In a move that’s both strategic and controversial, the Federal Board of Revenue (FBR) has assured Google that it will not be subject to the 5% digital tax introduced under Pakistan’s Digital Presence Proceeds Act 2025. This announcement was made during discussions with Kyle Gardner, who oversees government affairs for Google South Asia.
The clarification comes amid confusion surrounding the scope and intent of the Act, which was passed in June to tax foreign digital companies that earn revenues in Pakistan without maintaining a registered presence.
However, FBR was quick to distinguish Google from this category. Since the tech company operates a registered branch within Pakistan, it qualifies as a local tax resident. As a result, it falls outside the purview of the new digital tax.
This latest development casts doubt on how effectively the new law will target companies that truly evade taxes while operating digitally within Pakistan’s borders. Analysts argue that this move could weaken the enforcement of the law, which was designed to generate new tax revenues from global tech platforms offering services such as cloud computing, software, and streaming.
Furthermore, in an effort to deepen Google’s investment in Pakistan, FBR has extended an offer for complete income tax exemption—provided the company moves its operations to a Special Technology Zone (STZ).

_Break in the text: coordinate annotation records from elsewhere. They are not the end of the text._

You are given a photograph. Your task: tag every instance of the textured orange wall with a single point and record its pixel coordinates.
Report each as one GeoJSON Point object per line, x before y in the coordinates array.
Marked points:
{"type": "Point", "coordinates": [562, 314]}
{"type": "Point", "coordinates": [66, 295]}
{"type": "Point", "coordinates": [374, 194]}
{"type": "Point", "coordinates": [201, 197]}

Under the Second Schedule Clause 123EA, STZ-based businesses enjoy tax-free status through 2035.
Previously subject to a 15% income tax (up from the earlier 10%), Google could now see its liabilities drop significantly—possibly to zero—if it aligns with the government’s tech zone strategy.
FBR also clarified that double taxation will be avoided, with distinct rules applying to local and foreign-managed operations. This nuanced policy signals an attempt to balance foreign investment incentives with broader digital tax reforms.